Panto Director Daryn Crosbie has said he is thrilled to be staging 'The Little Mermaid' at the Gaiety this year, which also marks the Dublin theatre's 150th birthday.

There was no panto last Christmas - unlike some other venues, the Gaiety opted not to produce an online version of its show - so this production has been two years in the planning.

With over 90 people working on the show and many elaborate scenes, Mr Crosbie describes the production as "challenging" but ultimately very rewarding.

"Eighteen months without being able to set foot on stage was awful - but now we are back," he said.

Although audiences see panto as a seasonal event, planning the shows can take months. In fact, Mr Crosbie says preparation for the following year's event begins as soon as the panto ends in January.

The Gaiety has over 90 people working on this show, including cast, musicians, backstage and front of house workers.

Costume designer Pauline McCaul says that working on the panto is a year-round task, as she is constantly sourcing material and planning designs.

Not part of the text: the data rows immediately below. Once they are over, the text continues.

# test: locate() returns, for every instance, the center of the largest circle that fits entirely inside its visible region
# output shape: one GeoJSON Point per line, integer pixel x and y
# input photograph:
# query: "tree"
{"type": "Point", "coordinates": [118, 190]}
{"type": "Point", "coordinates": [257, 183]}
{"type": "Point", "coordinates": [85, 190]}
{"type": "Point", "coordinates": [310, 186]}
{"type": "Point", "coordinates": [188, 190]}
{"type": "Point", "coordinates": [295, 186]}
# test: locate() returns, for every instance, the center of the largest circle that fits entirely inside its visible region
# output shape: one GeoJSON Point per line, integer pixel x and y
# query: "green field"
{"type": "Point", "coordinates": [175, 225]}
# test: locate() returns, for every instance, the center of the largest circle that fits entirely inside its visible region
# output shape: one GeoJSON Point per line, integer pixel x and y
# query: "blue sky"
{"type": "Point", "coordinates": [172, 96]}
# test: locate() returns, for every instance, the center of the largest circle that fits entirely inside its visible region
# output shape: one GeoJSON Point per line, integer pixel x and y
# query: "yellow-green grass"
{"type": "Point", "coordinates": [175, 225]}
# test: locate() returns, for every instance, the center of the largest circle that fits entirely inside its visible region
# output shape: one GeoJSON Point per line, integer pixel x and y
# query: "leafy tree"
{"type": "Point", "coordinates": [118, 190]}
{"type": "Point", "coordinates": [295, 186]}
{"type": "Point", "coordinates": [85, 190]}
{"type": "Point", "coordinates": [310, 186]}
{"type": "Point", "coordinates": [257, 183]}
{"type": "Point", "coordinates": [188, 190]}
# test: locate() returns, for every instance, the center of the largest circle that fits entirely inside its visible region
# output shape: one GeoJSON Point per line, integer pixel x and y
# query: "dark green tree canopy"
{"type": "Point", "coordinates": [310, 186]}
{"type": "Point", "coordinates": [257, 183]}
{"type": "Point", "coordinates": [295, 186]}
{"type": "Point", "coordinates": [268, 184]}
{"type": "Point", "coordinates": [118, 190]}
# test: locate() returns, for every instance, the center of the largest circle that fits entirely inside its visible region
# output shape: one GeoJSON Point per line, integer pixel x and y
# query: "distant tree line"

She and her team have been back full time at the Gaiety since the summer working on this year's show.

As previews were being held, news came through to the production that children under-12s are being advised to limit social contacts and indoor gatherings for the next two weeks, however the Gaiety team is remaining upbeat, saying the audiences have been responding very positively to the shows so far.

Ciara Lyons, who plays 'Ariel' in the panto, says that watching the children in the audience is magical, as many of them will not have seen a live show before.

"Their faces are lit up", she said.

"They are in total awe."

'The Little Mermaid' opens this Wednesday, one of many pantomimes being staged around the country this Christmas.

Panto producers are hoping that if parents choose one event to attend indoors over the holidays, they will continue to make panto part of the Christmas experience.